The committee made two initial assumptions, which we feel should be made explicit in our report. Firstly, we took as given that there is widespread, although varying in degree, dissatisfaction with the current FCQ instruments among faculty and students. We make no attempt to document or provide evidence of this, since one only has to ask a few faculty before a picture of discontentment emerges. Some feel that we should start this report with a litany of complaints against the current instruments, but we are reluctant to do so. A very long list could be compiled on the basis of reviewed research alone. However, many would feel that such a list did not address their particular concerns as the opinions and recommendations put forth on this issue are as varied and diverse as the faculty itself. Possibly the only clear statement that can be made is that there is general dissatisfaction, not merely with the forms, but also with the way in which the results have been used. However, the root causes remain elusive. Secondly, we accept as fact that student input in the faculty evaluation process is necessary and vital to that process. It is inconceivable to us that a valid evaluation can be obtained without factoring in student perceptions. However, we reiterate that an overall evaluation of teaching on the basis of student opinion is inadequate. Effective evaluation must have assesments of multiple components such as rigor, content, student learning and good pedagogical practices in addition to student opinion.
Mandated by the Board of Regents in 1986, faculty and course assessment is to serve three functions as indicated in this section of the enabling motion:
"RESOLVED: That beginning with the fall semester, 1986, Faculty-Course Evaluation shall be implemented at the University of Colorado for all courses and their sections offered by any of the University of Colorado campuses. Each campus shall design an evaluation form that meets that individual campus's specific needs so long as such forms are uniform for that campus, include evaluation of individual faculty, and are adaptable to either the individual campus's research and testing services or such services that exist at the Boulder campus. The evaluation system shall be designed to provide published information to students, faculty, departmental administration, and the University's administration. ..."This mandate appears to assume that the three constituencies: students, faculty and administration, all can obtain the information they need and/or want from the same form. We call this assumption into question, and believe that it is the root cause of the most significant problems with the FCQ's. In what follows, we will use the term "faculty" to refer to all course instructors, be they full-time faculty, part-time faculty, graduate students, etc. We believe this use of the term in its full generality is in keeping with the spirit of the Regental mandate.
The administration's need is to have student input into the evaluative processes required for merit raises, promotions and tenure. This is the chief concern of the primary units, but higher levels of administration also look at this data. The desire is to have simple quantifiable results that can be used to compare faculty members to each other. In the current jargon, the information required is "summative" in nature, used in the process of evaluation. The faculty perspective is quite different. The faculty would like information from their students that would specifically indicate what the students liked and disliked about both the course and their own instructional performance. This information needs to be specific and detailed in order to identify what needs to be changed and/or improved. Such information requires a questionnaire with a different or "formative" quality. Finally, from the student perspective, there is a need to obtain specific information about both the course and the instructor which will be useful in making decisions about what courses and/or instructors to take in future semesters. The issues here center around items such as clarity of presentation, the amount of work required for the credit obtained, the "value" of the course, and the fairness of the instructor in dealing with students. For lack of a better term, we shall call this the "informational" nature of student evaluations. Based on our experiences and supporting research literature, we have concluded that the information needed by each of the three constituencies is not satisfactorily generated by the current FCQ instruments.
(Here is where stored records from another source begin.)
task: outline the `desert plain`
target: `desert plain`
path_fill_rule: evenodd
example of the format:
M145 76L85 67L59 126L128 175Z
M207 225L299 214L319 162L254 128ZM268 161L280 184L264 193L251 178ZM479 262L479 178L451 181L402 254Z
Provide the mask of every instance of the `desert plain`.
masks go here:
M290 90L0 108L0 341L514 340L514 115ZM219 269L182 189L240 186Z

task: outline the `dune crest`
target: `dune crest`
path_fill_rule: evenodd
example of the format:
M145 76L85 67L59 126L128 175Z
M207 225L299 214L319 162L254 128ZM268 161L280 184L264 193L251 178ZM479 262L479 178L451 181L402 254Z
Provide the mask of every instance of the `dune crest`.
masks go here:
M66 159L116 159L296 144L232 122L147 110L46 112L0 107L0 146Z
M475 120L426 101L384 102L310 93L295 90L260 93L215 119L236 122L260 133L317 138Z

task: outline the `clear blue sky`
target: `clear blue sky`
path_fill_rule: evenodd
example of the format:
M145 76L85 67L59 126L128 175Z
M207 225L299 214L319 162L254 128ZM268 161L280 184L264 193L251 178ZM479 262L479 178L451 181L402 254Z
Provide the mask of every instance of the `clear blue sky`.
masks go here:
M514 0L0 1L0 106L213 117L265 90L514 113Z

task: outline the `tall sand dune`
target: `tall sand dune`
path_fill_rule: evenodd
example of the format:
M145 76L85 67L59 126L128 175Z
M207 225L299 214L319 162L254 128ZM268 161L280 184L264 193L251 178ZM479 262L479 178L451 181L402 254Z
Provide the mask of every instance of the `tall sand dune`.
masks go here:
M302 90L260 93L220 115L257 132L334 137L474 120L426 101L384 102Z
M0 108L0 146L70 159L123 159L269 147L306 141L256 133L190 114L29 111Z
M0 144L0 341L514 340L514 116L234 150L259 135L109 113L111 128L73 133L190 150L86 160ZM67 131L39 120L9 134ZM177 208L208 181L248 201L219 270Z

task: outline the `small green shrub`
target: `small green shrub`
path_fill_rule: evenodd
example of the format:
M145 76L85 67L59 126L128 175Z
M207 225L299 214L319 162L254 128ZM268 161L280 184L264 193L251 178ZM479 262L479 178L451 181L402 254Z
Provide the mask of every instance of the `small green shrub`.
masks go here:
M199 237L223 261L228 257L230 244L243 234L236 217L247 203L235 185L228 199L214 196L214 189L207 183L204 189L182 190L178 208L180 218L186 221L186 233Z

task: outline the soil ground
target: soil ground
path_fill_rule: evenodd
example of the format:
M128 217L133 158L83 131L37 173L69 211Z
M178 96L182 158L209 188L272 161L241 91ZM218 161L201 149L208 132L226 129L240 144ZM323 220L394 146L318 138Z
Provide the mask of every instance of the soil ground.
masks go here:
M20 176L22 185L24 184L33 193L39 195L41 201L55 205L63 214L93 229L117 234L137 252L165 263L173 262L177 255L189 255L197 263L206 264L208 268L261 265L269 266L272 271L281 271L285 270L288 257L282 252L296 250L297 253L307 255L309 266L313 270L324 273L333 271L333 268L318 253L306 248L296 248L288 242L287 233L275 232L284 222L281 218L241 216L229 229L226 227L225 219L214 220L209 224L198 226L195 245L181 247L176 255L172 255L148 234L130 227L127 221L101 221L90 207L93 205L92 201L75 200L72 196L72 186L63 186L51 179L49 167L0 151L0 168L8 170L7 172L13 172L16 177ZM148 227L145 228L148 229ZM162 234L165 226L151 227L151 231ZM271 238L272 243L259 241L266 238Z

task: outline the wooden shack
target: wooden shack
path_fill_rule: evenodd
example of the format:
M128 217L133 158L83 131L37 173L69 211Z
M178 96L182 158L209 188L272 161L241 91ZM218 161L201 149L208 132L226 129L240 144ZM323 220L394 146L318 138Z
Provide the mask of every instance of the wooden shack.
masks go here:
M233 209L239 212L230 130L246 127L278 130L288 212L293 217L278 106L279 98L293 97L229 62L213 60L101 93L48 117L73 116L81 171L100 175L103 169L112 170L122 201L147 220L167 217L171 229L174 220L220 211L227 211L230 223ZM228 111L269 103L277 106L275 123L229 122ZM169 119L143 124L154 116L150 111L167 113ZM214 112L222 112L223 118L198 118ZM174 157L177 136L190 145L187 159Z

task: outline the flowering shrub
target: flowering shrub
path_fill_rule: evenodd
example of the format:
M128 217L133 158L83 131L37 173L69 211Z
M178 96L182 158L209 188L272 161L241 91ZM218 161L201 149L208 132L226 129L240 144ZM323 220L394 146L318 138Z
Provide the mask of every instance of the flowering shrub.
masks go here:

While each aspect of the evaluation has its primary audience, there is no doubt that all constituents have a keen interest in all aspects. However, this interest should not over-ride the primary functions. If a constituency is not getting what it needs from the evaluation process, there will be a general discontentment with that process among that constituency. We believe that the discontent that we are seeing with the current instruments stems from the fact that they are not adequately providing what the administration, faculty and students need them to provide.
This brings us to our first and most fundamental recommendation.
The summative and formative functions of student assessments should be separated. That is to say, there need to be two separate evaluations by students. The first is a formative evaluation of the faculty member carried out at least once a year and the second a combined summative evaluation and gathering of information on the course and instructor.
The nature of a formative evaluation dictates certain procedural changes. First of all, it makes no sense to administer such an evaluation at the end of a course when the feedback obtained can not be acted on. It is much more reasonable to administer such an instrument near midterm. It is also not necessary to have this done in every class, nor in every semester. The research indicates that a well constructed formative instrument produces a fingerprint which varies little from one class to another. We would suggest that it would be appropriate to have each faculty member administer such a formative instrument in at least one class, per academic year. Because this approach specifically asks students for constructive criticism and because such comments are sometimes very extreme, it is essential that the results of this evaluation be a strictly private communication from the students to the instructor, and as such they should not be publicly available or accessible in any form, nor used in any way by anyone other than the faculty member. It has been shown (McKeachie and Kaplan, 1996), that the most effective results occur when the formative evaluation is done in a consultational situation, that is, when there is another faculty member, or better yet, a specialist in teaching effectiveness, who is not involved in any summative activity and can help with the selection of the evaluation instrument, the administration of it, and the review of its results. We would highly recommend that such a procedure be the norm.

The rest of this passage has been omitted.